The presence of RNAse inhibitor in the collagen film provides further protection to the E-AB sensor surfaces. Sensors coated with a collagen I membrane with encapsulated RI demonstrated stable signal for up to 6 hours when employed in unadulterated serum. When collagen coated sensors are run in serum at pH 10, a pH at which the RI is not active, the sensor fails to remain stable. Similarly, a sensor coated with collagen I native protein previously purified using ion exchange chromatography on a Sepharose column failed to remain stable in serum.

CONCLUSION

In conclusion, we demonstrate the ability of a collagen I hydrogel membrane with entrapped ribonuclease inhibitors enables long-term stability of RNA-based E-AB sensors in nuclease-rich environments (undiluted, unaltered serum) with unimpeded sensor performance for at least 6 hours.
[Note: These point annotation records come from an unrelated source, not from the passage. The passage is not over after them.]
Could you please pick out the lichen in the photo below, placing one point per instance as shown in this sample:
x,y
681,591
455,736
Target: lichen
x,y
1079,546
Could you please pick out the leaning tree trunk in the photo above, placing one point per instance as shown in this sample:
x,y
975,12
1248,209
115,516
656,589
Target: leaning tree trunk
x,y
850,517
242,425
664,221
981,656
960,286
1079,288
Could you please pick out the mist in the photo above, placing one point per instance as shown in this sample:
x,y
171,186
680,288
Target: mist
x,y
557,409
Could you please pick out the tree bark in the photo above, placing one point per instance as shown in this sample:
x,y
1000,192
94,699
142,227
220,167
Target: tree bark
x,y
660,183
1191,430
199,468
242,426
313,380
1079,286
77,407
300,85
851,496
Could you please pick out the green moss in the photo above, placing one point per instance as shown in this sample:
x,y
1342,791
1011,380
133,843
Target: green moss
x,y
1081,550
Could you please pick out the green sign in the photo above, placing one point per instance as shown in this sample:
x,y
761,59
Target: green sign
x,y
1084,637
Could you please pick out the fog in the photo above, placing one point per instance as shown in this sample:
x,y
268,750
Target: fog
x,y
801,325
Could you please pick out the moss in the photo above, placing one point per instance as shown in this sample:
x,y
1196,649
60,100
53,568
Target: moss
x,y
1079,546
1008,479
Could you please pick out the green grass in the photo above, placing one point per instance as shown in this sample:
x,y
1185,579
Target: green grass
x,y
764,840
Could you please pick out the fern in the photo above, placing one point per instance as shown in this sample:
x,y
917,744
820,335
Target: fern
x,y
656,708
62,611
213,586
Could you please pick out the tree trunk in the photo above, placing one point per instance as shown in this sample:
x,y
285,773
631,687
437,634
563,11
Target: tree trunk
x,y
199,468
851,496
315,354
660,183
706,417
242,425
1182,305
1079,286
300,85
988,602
The sensor protection is achieved while still allowing for quantitative titration of target tobramycin binding partner without any sample pre-treatment or nucleic acid chemical modification – something never achieved using E-AB sensors with RNA. While we have previously reported the use of a polyacrylamide hydrogel to protect RNA-based sensors, we find here that collagen pretreated with RI provides superior protection. There is much literature precedence to support the idea of active, hydrogel-encapsulated proteins and enzymes,^43–45 and we believe that the encapsulated inhibitor is providing an added layer of active protection of the sensor surface. Given the generality of E-AB sensor platforms, a large number of RNA aptamers, and the generality of collagen gel formation, we believe this approach should apply to the field of E-AB sensors for the detection of small molecules.